Posted at Shelf Inflicted

I hate New Jersey. It all started when I was 11 years old and I made friends with the new girl, Tammy. She was blonde, beautiful, and one of the toughest girls I ever knew. I learned she came from New Jersey. In my mind, the Bronx had to be one of the worst places in the world. For a brief time, David Berkowitz lived with his mother six floors below me. My father got held up twice while selling insurance to people who had nothing to insure. My mother was too scared to take the bus to the construction company in the South Bronx where she worked as a bookkeeper, so my dad had to drive her. In school, I had to go to the bathroom in a group of three while carrying a wooden paddle with a number on it. My fifth grade science teacher carried a big knife for self-protection before guns were fashionable.

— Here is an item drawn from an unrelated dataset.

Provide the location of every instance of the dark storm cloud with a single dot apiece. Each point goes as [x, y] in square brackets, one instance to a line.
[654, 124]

So, if I lived in one of the worst places in the world and Tammy moved there, she must have come from a really, really bad place. People moved away from the Bronx all the time. No one ever moved there, until Tammy. When I finally got the courage to ask what terror had her fleeing New Jersey, she told me about the charred remains of a five-year-old girl that were found in the incinerator of the apartment building she lived in. OK, so I’m a brunette, but that incident quickly eradicated any fears I had about riding in the elevator with the Son of Sam and forever tarnished my image of New Jersey.

Reading The Pines certainly didn’t make me feel better about the state of New Jersey. A single woman raising her young and mentally disturbed son; a creature inhabiting the woods and committing a series of savage killings; the eerie silence and creepiness of the pine barrens that made my skin crawl with dread; and the flawed, mysterious and unsavory characters that brought to mind Southern Comfort and that banjo-playing kid from Deliverance.

This is a very creepy and unsettling story that was slow-moving at times, but captivated me and had me looking up everything I could find on the Pine Barrens and its inhabitants, the legend of the New Jersey Devil, and the “feeble-minded” Kallikak family.

Highly recommended for fans of literary horror.